Bayesian Design Principles for Frequentist Sequential Learning
Yunbei Xu, Assaf Zeevi
TL;DR
This work proposes Algorithmic Information Ratio (AIR) as a principled, prior-free Bayesian-style framework for sequential learning with partial feedback, unifying frequentist regret analysis with constructive Bayesian-belief design. By maximizing AIR, the authors generate round-by-round algorithmic beliefs that balance exploration and exploitation and lead to regret guarantees matching the best-known priors-based results across stochastic, adversarial, and non-stationary environments. They introduce Model-index AIR (MAIR) for stochastic settings and derive constructive algorithms—Adaptive Posterior Sampling (APS) and Adaptive Minimax Sampling (AMS)—with closed-form implementations in key cases like Bernoulli MAB and Gaussian linear bandits.

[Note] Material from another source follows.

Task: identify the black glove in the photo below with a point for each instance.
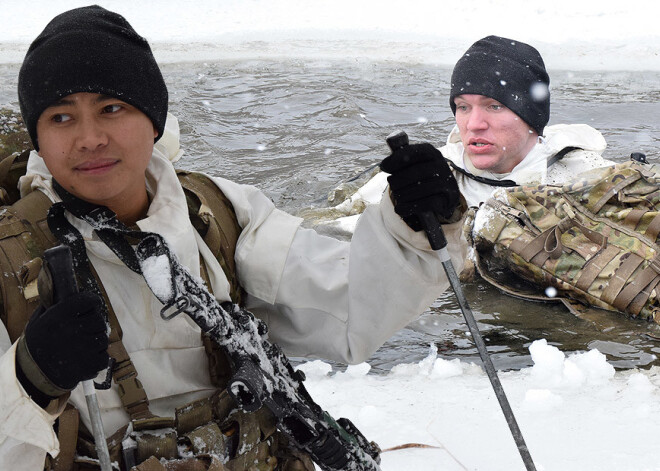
(68, 342)
(421, 181)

The framework extends to linear bandits, bandit convex optimization, and reinforcement learning, delivering near-optimal rates (e.g., $O( ilde{d}^{2.5}\sqrt{T})$ for bandit convex optimization) with finite-time, poly-time algorithms. Empirically, a Bernoulli MAB instance demonstrates “best-of-all-worlds” performance, outperforming UCB and EXP3 across regimes, illustrating the practical impact of AIR-based principled design for real-world sequential decision problems.
Abstract
We develop a general theory to optimize the frequentist regret for sequential learning problems, where efficient bandit and reinforcement learning algorithms can be derived from unified Bayesian principles. We propose a novel optimization approach to generate "algorithmic beliefs" at each round, and use Bayesian posteriors to make decisions. The optimization objective to create "algorithmic beliefs," which we term "Algorithmic Information Ratio," represents an intrinsic complexity measure that effectively characterizes the frequentist regret of any algorithm. To the best of our knowledge, this is the first systematical approach to make Bayesian-type algorithms prior-free and applicable to adversarial settings, in a generic and optimal manner. Moreover, the algorithms are simple and often efficient to implement. As a major application, we present a novel algorithm for multi-armed bandits that achieves the "best-of-all-worlds" empirical performance in the stochastic, adversarial, and non-stationary environments. And we illustrate how these principles can be used in linear bandits, bandit convex optimization, and reinforcement learning.